Tensione Il dibattito è acceso, funestato dall’assassinio di ieri e accompagnato da un effluvio di dati sui vantaggi e gli svantaggi
In Europa, aleggia lo spettro della cosiddetta Brexit: il Regno Unito uscirà dall’Unione Europea, a seguito del referendum del 23 giugno? Il dibattito è acceso, funestato dall’assassinio di ieri e accompagnato da un effluvio di dati e considerazioni su vantaggi e svantaggi del Remain (restare nell’Ue) ovvero del Leave (lasciare l’Ue). Al netto della folle tragedia e della propaganda, non sono analisi semplici. Per comprendere meglio, ritrovando la lucidità, penso si debba partire da due elementi. Il primo è il Trattato Ue: che consente a un Paese di recedere unilateralmente dall’Unione. Dunque, è un evento possibile, per nulla comparabile alla secessione da uno Stato. Chi ama precedenti e analogie, ricorderà che nel 1985, uscì la Groenlandia, entrata con la Danimarca, al cui regno è legata; inoltre, per ben due volte (1972 e 1994), la Norvegia ha deciso, con referendum, di restare fuori, malgrado il suo governo avesse firmato per accedere. Il secondo elemento riguarda la posizione peculiare del Regno Unito nell’Ue: non aderisce all’unione monetaria (quindi, né all’euro, né alle sue regole); mantiene i controlli sulle persone che arrivano dai Paesi dell’Unione ( dunque, non è nel sistema Schengen); gode di un ingente sconto ( British rebate) sul contributo che, ogni Stato dell’Unione versa al bilancio Ue, in proporzione al suo prodotto interno lordo; è esentato dalla completa applicazione della Carta dei diritti fondamentali Ue; fruisce di varie deroghe con riguardo alle politiche comuni della giustizia e degli affari interni.

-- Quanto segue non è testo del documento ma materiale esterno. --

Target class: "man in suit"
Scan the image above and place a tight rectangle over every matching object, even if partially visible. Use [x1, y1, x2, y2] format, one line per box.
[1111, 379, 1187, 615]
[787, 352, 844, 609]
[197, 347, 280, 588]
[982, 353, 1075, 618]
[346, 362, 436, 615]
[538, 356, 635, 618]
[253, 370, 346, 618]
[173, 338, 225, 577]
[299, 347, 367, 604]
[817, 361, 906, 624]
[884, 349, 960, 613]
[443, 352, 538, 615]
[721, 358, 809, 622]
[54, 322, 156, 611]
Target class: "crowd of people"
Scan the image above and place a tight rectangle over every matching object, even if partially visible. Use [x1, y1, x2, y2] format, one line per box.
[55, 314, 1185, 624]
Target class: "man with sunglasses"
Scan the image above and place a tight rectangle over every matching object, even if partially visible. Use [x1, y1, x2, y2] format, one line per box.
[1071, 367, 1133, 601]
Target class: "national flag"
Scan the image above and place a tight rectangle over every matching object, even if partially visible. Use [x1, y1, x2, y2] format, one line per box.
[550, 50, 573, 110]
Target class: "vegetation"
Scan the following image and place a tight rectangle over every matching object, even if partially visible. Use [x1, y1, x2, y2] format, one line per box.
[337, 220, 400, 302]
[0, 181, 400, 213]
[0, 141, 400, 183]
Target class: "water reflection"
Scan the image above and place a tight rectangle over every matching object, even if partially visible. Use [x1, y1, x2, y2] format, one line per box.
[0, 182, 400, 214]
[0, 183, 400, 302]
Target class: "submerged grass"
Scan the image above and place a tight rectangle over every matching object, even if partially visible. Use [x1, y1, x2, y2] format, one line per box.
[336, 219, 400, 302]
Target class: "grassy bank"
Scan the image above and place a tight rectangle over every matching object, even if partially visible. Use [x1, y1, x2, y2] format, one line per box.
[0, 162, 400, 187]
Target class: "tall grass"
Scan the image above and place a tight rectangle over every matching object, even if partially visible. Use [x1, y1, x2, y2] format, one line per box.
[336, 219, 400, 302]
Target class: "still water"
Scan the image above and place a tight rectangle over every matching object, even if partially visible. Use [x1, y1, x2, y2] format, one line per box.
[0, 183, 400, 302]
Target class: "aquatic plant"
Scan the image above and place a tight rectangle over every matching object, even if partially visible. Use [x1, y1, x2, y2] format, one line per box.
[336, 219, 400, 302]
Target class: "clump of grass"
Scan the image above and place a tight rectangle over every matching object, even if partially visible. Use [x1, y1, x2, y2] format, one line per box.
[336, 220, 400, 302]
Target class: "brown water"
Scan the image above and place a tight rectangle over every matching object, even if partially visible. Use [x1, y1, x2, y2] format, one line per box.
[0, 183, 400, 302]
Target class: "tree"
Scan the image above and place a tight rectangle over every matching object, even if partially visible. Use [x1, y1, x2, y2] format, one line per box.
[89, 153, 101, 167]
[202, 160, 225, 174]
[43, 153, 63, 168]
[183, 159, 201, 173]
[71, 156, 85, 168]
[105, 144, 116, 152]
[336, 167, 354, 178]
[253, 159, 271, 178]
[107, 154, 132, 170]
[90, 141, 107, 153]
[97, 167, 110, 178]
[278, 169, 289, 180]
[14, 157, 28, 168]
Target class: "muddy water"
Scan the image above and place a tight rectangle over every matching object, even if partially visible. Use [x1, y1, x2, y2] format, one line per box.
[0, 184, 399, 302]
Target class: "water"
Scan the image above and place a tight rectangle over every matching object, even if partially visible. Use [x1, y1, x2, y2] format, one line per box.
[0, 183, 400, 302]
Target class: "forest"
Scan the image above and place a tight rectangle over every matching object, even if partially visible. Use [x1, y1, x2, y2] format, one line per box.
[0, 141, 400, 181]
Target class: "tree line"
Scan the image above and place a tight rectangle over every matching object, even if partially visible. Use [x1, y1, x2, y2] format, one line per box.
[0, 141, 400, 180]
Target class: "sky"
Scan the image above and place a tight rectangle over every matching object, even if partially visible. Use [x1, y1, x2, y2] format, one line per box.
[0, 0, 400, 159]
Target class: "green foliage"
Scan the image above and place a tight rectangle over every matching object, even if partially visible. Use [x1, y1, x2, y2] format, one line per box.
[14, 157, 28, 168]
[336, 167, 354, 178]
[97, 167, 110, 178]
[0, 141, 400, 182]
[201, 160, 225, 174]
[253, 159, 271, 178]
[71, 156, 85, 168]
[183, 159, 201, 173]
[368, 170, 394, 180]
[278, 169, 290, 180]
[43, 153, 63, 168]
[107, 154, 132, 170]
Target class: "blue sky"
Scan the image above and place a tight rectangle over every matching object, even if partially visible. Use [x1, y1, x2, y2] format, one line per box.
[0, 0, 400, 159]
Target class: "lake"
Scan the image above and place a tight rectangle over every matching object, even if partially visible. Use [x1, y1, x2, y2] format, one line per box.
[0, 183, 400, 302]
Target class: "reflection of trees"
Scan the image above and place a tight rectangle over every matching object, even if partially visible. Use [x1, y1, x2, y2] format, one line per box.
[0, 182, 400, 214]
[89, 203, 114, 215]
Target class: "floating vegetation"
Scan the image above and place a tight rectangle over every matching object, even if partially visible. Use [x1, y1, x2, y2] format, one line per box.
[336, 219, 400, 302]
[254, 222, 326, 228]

Insomma, una posizione singolare, dovuta a continui, attenti, spesso tesi negoziati nelle sedi europee e sancita da esplicite disposizioni giuridiche, chiamate — con pudicizia gergale — «opt-out». Fra i 28 Paesi dell’Unione, non è l’unico ad averne ottenuti, ma gli altri ne hanno molti di meno. Anzi, proprio il caso britannico dimostra come l’Europa a «più velocità» (cioè, a differenti livelli di integrazione) già esista da decenni. Inoltre, non dimentichiamo che, per facilitare la scelta di restare nell’Ue, il governo Cameron ha ottenuto, lo scorso febbraio, il riconoscimento della natura non vincolante del solenne intento di costruire «un’Unione sempre più stretta». Nella medesima occasione, si sono concordate ulteriori varianti alle regole base che permetteranno, ad esempio, di opporsi a nuove leggi Ue in nome della «sussidiarietà» a favore degli Stati e di graduare i benefici del welfare ai lavoratori provenienti da altri Paesi dell’Unione. A ben vedere, dunque, il Regno Unito aderisce appieno, essenzialmente, alla parte più antica del sistema Ue: mercato interno unico europeo (con le politiche che lo accompagnano, come l’agricola, l’ambientale, la regionale), unione doganale e politica commerciale comune verso il resto del mondo. Contribuisce, altresì, al bilancio Ue — sebbene paghi meno, grazie allo sconto ad hoc — e prende parte alla politica estera e di sicurezza comune. In quest’ultimo comparto e negli altri dove l’Unione delibera all’unanimità, centellina sapientemente il suo consenso, sulla base dei propri interessi, non di rado impedendo le decisioni; come fa, per esempio, in materia fiscale e sociale.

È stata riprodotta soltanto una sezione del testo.